High Commissioner of the Republic of Botswana to the Federal Republic of Nigeria
- Incumbent
- Assumed office 2024
- President: Advocate Duma Gideon Boko

Personal details
- Born: 17 March 1970 (age 56) Ramotswa, Botswana
- Children: 3
- Education: B.A, sociology and public administration, M.A, sociology of development

= Philda Kereng =

Motswana politician

Philda Nani Kereng is a Motswana diplomat, social development expert, and former politician. She serves as the high commissioner of the Republic of Botswana to the Federal Republic of Nigeria. Previously, she was Botswana’s minister of environment and tourism, pivotal in shaping the country’s tourism and environmental policies. With over 30 years of experience in social development, she has been a strong advocate for child protection, community development, and sustainability.

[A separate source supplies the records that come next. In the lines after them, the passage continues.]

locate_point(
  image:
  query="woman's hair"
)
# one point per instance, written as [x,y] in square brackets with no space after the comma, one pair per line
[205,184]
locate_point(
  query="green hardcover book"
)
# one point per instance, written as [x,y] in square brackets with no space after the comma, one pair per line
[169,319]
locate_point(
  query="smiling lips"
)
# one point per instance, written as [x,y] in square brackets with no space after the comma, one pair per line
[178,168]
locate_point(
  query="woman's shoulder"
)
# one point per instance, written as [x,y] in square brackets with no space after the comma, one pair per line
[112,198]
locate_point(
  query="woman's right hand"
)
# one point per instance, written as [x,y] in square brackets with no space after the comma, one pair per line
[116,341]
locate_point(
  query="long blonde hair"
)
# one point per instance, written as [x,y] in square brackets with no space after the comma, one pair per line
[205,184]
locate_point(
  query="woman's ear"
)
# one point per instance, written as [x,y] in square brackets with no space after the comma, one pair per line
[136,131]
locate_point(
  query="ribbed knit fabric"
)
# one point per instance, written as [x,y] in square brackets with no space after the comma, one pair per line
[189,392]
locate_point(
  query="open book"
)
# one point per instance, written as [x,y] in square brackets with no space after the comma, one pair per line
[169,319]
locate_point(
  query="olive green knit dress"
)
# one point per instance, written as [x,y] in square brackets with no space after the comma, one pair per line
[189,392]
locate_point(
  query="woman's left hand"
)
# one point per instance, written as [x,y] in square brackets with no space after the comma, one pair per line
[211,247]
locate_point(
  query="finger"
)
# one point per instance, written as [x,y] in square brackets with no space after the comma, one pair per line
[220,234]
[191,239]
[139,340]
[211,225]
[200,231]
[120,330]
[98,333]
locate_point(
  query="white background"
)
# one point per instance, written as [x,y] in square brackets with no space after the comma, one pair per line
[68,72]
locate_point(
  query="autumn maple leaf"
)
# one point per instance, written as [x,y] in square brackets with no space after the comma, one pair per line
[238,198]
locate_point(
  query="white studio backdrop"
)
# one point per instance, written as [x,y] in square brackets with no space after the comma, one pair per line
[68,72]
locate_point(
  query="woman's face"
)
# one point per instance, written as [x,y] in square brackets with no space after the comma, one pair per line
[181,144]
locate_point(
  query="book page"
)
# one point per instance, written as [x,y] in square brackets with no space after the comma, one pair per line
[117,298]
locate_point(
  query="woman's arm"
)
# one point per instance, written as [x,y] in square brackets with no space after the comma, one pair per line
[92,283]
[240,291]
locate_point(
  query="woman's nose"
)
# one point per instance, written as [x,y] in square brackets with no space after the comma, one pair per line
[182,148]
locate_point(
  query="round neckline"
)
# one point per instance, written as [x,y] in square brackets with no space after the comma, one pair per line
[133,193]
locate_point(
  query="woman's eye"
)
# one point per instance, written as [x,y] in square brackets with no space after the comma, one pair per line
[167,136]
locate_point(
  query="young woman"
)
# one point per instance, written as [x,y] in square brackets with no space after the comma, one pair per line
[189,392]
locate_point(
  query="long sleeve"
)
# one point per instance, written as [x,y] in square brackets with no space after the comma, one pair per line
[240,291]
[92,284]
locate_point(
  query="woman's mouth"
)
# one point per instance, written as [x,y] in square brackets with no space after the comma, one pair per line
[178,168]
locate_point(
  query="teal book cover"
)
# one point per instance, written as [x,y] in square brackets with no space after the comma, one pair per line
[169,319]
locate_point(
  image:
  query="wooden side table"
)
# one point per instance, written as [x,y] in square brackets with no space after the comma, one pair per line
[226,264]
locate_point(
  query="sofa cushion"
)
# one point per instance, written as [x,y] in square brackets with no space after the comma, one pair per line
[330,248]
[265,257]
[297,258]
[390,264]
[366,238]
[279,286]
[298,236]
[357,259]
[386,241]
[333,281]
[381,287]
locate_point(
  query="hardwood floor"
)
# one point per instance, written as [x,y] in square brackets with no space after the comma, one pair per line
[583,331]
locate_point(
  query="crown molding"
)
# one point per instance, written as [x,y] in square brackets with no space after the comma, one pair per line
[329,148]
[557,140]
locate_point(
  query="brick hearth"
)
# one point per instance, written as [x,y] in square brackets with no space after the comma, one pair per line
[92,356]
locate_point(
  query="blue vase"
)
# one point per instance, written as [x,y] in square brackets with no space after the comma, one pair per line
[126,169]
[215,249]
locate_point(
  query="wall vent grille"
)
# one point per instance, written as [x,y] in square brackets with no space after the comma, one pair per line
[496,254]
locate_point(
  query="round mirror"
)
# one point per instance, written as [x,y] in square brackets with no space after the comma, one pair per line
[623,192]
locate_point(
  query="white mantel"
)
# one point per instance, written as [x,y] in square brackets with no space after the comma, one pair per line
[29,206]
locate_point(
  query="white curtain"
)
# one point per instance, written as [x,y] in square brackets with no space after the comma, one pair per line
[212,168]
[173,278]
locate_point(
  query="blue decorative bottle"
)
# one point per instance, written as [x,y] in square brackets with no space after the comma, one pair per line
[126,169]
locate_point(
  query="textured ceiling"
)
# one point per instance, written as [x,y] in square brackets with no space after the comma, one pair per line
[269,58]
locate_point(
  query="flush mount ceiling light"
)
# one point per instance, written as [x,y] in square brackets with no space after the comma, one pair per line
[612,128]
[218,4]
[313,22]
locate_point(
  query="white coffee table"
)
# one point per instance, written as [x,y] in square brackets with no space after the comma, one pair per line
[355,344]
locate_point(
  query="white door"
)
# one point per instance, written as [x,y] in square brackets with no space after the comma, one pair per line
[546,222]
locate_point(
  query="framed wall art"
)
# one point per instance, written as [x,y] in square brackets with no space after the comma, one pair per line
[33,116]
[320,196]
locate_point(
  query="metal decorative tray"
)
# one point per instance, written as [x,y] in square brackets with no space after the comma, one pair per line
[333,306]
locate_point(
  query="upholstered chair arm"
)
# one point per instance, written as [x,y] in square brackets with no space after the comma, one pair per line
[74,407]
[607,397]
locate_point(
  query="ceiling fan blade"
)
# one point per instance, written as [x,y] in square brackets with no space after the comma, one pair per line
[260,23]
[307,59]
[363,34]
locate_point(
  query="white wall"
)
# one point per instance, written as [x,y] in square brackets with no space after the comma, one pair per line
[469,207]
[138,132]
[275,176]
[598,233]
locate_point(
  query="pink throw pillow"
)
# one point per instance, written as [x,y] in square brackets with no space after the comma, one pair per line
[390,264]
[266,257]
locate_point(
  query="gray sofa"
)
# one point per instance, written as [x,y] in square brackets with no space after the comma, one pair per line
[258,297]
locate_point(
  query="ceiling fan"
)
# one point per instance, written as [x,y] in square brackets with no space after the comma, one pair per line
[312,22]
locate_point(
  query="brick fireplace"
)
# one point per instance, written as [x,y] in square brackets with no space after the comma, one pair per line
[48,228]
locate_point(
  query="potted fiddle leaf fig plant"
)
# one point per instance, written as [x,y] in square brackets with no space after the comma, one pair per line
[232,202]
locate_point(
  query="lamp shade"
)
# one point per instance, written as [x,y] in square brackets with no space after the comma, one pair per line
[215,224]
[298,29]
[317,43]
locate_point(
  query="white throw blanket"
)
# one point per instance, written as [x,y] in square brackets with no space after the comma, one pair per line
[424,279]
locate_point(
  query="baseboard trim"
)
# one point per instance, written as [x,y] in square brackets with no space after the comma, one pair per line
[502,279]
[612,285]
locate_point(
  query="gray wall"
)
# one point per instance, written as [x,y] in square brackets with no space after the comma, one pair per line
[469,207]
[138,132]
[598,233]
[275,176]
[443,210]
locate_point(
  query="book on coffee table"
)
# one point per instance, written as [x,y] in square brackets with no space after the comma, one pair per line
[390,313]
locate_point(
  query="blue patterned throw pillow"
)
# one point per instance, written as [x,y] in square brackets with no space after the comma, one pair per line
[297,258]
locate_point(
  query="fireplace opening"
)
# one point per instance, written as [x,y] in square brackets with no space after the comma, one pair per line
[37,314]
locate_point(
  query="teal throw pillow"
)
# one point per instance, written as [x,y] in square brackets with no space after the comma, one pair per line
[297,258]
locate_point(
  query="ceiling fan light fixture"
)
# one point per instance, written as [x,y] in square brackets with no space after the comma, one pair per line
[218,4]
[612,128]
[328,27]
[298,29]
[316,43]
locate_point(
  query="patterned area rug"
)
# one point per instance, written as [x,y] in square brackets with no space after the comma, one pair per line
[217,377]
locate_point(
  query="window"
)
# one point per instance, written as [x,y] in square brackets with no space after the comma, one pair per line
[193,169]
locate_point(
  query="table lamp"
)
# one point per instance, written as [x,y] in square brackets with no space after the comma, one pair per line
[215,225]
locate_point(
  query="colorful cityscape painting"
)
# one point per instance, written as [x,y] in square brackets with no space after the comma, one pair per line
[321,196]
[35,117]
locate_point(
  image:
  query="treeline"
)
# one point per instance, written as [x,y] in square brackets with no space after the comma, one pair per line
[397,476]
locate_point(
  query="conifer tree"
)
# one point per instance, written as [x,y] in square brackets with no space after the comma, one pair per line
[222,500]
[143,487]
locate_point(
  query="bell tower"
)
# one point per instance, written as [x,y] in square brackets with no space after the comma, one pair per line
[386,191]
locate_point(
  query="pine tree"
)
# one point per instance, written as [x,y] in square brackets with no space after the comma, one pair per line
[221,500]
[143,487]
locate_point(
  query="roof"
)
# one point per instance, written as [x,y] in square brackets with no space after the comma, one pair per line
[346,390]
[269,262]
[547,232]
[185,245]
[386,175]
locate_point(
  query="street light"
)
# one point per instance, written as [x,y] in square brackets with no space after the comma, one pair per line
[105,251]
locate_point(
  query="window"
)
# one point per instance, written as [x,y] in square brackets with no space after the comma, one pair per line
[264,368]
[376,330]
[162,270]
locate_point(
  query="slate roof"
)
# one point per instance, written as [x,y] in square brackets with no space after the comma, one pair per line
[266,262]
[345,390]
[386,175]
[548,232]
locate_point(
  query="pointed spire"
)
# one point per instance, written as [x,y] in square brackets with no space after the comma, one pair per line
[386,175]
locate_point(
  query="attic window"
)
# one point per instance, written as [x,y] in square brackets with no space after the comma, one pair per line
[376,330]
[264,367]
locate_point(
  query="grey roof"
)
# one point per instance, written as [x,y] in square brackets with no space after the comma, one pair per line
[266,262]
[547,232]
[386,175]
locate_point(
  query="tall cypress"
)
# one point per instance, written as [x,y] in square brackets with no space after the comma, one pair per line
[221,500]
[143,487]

== Early life and education ==
Kereng was born on 17 March 1970 in Ramotswa, Botswana. She earned a Bachelor of Arts degree in Sociology and Public Administration from the University of Botswana in 1994. In 1999, she obtained a Master of Arts in Sociology of Development from the University of Essex in the United Kingdom. Throughout her career, she has participated in various professional training programs, focusing on governance, rural development, environmental management, and policy analysis.

== Career ==

===Early career===

Before entering politics, Kereng worked extensively in social development, specializing in child protection, community economic empowerment, and environmental sustainability. She held positions such as Child Protection Officer at UNICEF and project officer at the Action for Economic Empowerment Trust (AEET). She has also worked as a consultant, providing expertise in policy development and community planning.

===Political career===

Kereng transitioned into politics in 2019 when she was nominated as a Specially Elected Member of Parliament, and subsequently appointed Minister of Environment & Tourism, a position she held from 2019 to 2024. During her tenure, she spearheaded Botswana’s tourism sector resilience during and recovery from post-COVID-19, revised the country’s Tourism Policy, Development Strategy & Master Plan, and played a key role in the development of Botswana’s Climate Change and Waste Management Policies. Her efforts contributed to Botswana’s recognition as a leading African tourism destination.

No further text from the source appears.